2

Given a Django JSONField that is structured as a list of dictionaries:

# JSONField "materials" on MyModel:
[
    {"some_id": 123, "someprop": "foo"},
    {"some_id": 456, "someprop": "bar"},
    {"some_id": 789, "someprop": "baz"},
]

and given a list of values to look for:

myids = [123, 789]

I want to query for all MyModel instances that have a matching some_id anywhere in those lists of dictionaries. I can do this to search in dictionaries one at a time:

# Search inside the third dictionary in each list:
MyModel.objects.filter(materials__2__some_id__in=myids)

But I can't seem to construct a query to search in all dictionaries at once. Is this possible?

shacker
  • 14,712
  • 8
  • 89
  • 89

2 Answers2

2

Given the clue here from Davit Tovmasyan to do this by incrementing through the match_targets and building up a set of Q queries, I wrote this function that takes a field name to search, a property name to search against, and a list of target matches. It returns a new list containing the matching dictionaries and the source objects they come from.

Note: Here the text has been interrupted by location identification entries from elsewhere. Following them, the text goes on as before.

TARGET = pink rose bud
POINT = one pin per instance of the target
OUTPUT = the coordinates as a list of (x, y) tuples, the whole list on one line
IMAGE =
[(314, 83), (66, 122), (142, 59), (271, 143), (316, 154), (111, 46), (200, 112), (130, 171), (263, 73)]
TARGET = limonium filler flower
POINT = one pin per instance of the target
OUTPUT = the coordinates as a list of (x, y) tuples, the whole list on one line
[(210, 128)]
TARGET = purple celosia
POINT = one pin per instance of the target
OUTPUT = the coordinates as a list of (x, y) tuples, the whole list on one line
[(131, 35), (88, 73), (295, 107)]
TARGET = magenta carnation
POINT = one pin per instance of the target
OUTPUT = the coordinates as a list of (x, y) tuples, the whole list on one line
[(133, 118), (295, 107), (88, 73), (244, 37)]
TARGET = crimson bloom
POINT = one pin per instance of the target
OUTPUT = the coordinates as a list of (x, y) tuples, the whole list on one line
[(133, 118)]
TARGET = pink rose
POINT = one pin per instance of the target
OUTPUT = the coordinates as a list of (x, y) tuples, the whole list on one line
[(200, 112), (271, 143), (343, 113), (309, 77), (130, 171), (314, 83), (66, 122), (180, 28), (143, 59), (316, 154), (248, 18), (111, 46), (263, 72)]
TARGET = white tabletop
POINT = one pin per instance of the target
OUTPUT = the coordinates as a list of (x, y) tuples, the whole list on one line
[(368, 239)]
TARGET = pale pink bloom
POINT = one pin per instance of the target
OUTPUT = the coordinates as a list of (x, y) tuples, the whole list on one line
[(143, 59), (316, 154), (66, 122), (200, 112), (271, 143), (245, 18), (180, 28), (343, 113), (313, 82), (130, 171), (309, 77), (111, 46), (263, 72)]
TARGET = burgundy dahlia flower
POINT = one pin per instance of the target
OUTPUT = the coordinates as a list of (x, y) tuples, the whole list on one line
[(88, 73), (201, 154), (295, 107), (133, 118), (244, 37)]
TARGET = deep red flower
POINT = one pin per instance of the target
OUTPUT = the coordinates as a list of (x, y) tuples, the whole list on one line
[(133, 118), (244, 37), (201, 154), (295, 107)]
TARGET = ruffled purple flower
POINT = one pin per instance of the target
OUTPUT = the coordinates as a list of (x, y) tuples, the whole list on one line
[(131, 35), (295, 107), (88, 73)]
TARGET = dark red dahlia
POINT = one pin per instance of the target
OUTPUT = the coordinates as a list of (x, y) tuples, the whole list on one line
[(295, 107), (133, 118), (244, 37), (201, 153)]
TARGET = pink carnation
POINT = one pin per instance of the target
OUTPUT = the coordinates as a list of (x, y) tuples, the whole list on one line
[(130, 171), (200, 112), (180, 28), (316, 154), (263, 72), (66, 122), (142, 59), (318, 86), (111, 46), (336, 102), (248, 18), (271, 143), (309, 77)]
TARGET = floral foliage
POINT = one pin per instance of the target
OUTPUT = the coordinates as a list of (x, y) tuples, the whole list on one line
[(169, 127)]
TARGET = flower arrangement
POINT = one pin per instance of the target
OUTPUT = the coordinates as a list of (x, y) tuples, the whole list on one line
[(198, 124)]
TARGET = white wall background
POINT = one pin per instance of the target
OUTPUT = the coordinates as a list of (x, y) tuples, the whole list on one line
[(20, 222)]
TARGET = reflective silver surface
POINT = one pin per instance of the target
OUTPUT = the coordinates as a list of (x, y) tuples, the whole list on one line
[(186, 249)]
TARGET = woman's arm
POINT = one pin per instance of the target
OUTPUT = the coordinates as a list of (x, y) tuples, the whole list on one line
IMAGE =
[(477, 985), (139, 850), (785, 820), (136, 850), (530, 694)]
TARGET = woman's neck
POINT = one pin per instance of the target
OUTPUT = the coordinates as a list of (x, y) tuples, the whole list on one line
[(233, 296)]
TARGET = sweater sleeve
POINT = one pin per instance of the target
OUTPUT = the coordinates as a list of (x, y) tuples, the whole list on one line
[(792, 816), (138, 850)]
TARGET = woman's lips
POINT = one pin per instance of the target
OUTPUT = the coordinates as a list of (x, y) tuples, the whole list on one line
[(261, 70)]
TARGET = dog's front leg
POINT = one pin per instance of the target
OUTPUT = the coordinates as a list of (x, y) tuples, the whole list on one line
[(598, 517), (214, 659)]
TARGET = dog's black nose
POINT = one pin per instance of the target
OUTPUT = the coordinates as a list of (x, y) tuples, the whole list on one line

from iris.apps.claims.models import Claim
from django.db.models import Q


def json_list_search(
    json_field_name: str,
    property_name: str, 
    match_targets: list
    ) -> list:
    """

    Args:
        json_field_name: Name of the JSONField to search in
        property_name: Name of the dictionary key to search against
        match_targets: List of possible values that should constitute a match

    Returns:
        List of dictionaries: [
            {"claim_id": 123, "json_obj": {"foo": "y"},
            {"claim_id": 456, "json_obj": {"foo": "z"}
        ]

    Example:
        results = json_list_search(
            json_field_name="materials_data", 
            property_name="material_id", 
            match_targets=[1, 22]
        )

        # (results truncated):
        [
            {
                "claim_id": 1,
                "json_obj": {
                    "category": "category_kmimsg",
                    "material_id": 1,
                },
            },
            {
                "claim_id": 2,
                "json_obj": {
                    "category": "category_kmimsg",
                    "material_id": 23,
                }
            },
        ]
    """

    q_keys = Q()
    for match_target in match_targets:
        kwargs = {
            f"{json_field_name}__contains": [{property_name: match_target}]
        }
        q_keys |= Q(**kwargs)

    claims = Claim.objects.filter(q_keys)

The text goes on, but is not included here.